## Probability Seminar

Consider a statistical physical model on the $d$-regular infinite tree $T_{d}$ described by a set of interactions $\Phi$. Let $\{G_{n}\}$ be a sequence of finite graphs with vertex sets $V_n$ that locally converge to $T_{d}$. From $\Phi$ one can construct a sequence of corresponding models on the graphs $G_n$. Let $\{\mu_n\}$ be the resulting Gibbs measures. Here we assume that $\{\mu_{n}\}$ converges to some limiting Gibbs measure $\mu$ on $T_{d}$ in the local weak$^*$ sense.

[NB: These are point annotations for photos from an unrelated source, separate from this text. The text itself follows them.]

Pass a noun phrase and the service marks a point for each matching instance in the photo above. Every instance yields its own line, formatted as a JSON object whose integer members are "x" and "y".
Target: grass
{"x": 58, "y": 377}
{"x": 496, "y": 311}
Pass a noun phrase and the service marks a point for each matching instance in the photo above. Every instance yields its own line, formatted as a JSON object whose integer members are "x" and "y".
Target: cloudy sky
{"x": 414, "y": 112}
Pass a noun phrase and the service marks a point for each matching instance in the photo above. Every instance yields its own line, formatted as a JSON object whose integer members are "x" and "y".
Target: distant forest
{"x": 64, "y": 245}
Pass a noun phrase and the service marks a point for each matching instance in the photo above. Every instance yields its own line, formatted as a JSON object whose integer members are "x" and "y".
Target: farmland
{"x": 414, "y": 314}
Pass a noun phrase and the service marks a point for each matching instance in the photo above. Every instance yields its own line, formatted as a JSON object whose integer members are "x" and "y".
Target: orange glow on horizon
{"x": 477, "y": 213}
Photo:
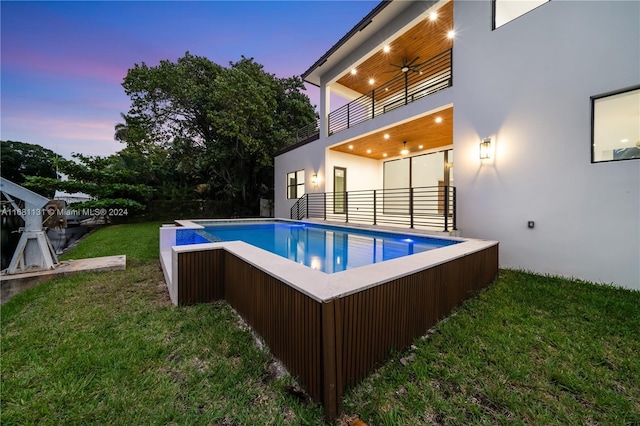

We show that the limit supremum of $|V_n|^{-1}H(\mu_n)$ is bounded above by the percolative entropy $H_{perc}(\mu)$, a function of $\mu$ itself, and that $|V_n|^{-1}H(\mu_n)$ actually converges to $H_{perc}(\mu)$ in case $\Phi$ exhibits strong spatial mixing on $T_d$. When it is known to exist, the limit of $|V_n|^{-1}H(\mu_n)$ is most commonly shown to be given by the Bethe ansatz. Percolative entropy gives a different formula, and we do not know how to connect it to the Bethe ansatz directly.